Evlilik üzerine konuşunca beraberinde hemencecik boşanma mevzuu gündeme geliyor. Heteroseksüel ritüellerle karşılaştırmak mümkün! Hiçbir gey, lezbiyen, biseksüel ya da transın partnerini ve çocuğunu “kendisinden boşandığı için öldürmeyeceğini” düşünüyorum. Çünkü heteroseksüel birliktelikler dinle, kültür, örf, adet vs. ile abluka altına alınıyor ve kutsanıyor.
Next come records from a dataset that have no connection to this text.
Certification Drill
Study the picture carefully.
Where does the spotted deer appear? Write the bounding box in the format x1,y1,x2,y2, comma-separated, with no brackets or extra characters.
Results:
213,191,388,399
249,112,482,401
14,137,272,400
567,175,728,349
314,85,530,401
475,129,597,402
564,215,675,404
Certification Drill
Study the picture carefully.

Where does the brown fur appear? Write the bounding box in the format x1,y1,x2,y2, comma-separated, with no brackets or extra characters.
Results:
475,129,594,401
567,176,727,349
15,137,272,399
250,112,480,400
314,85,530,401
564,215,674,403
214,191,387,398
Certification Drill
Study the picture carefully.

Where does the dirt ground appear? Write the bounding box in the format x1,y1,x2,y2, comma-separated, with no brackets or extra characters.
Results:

Bu kutsanmış ablukayı yıkmak isteyen kadınları, ne polis, ne devlet ne de koca, ne de babaları bir birey olarak değil, ailenin bir parçası olarak görüyor. Bu da kadına yönelik her türlü şiddetin meşrulaşacağı bir zemini beraberinde getiriyor. Ancak LGBT varoluş zaten sistem dışı bir alanda kuruluyor. Eşcinsel birliktelilerinin evlilik ve boşanmaları bu kutsanmış ablukanın dışında olacağı için daha özgürlükçü olabilir diye düşünüyorum.
 
Kapitalist sistemde evlilik bir iş anlaşması, boşanma da bu anlaşmanın bozulması ritüeli… Evlilik aşk bittiği halde devam eden ve insanları kısıtlayan bir yapıya dönüşüyor. Bu noktada aşklarına ve kendi varoluşlarına sahip çıkarak bütün sistemi karşılarına alan eşcinsel, biseksüel ve transların aşk bittiği halde evliliklerine devam etmeyeceğini düşünüyorum.
 
Son olarak, yasal olarak tanınıp tanınmaması bizim aşklarımıza ve hayatlarımıza bir şey katmıyor. Bizler sevgililerimizle, aileleriyle görüşerek ancak heteronormatif aile yapısının kıskasına düşmeden daha özgürlükçü ilişkilerimizi kurabiliyoruz. Benim ve sevgilimin babamın evinde aynı yatakta yatabilmemiz için devletin vereceği kâğıda ihtiyacımız yok. Ailemin yanında olsun olmasın, eşcinsel olduğumu yok sayarak bana “neden evlenmiyorsun” sorusuna “evlenemiyorum ki” diyorum.